Halfway between Calicut and Goa lies Kittur, the scene of Aravind Adiga’s collection of stories, set in the seven year period between the assassinations of Indira and Rajiv Gandhi. But then, despite some very 80s characteristics, the timeframe hardly matters, this could’ve been set in contemporary years too, for as a character says “Nothing ever changes. Nothing will ever change.” One instant comparison I could make was with Malgudi Days. That however ends with the similarity of multiple characters in the same town that is described in great detail – you can picture yourself in the town walking along its roads and identifying places and people.

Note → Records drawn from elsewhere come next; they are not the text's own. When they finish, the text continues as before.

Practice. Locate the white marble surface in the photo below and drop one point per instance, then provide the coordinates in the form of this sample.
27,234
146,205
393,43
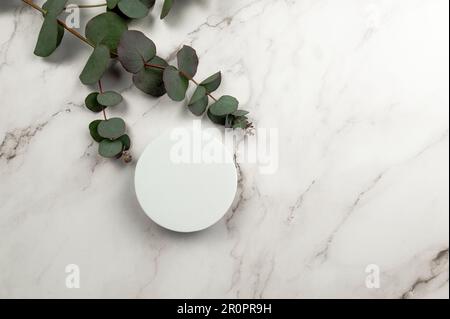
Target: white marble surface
359,92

As the book summary says, the stories slowly bring out the moral biography of the town with its diverse set of characters – from the Dalit bookseller whose kosher relationship with the police is disrupted when he is caught selling ‘The Satanic Verses’ to the ‘sexologist’ who ends up supporting a boy with a venereal disease, and from the ‘mosquito man’ who tries to set limits for the relationship between a servant and his mistress to the mixed caste boy who detonates a bomb in his school.
The book worked for me because the author has managed to flesh out his characters superbly across financial class, religion and schools of thought (political, philosophical) and use the friction between them to drive the stories. In that sense, each story is probably a different style, but the subtext of pent-up fury tinged with sadness cuts across.
An excellent read both as an exploration of a microcosm of India as well as the different shades of human relationships and morality.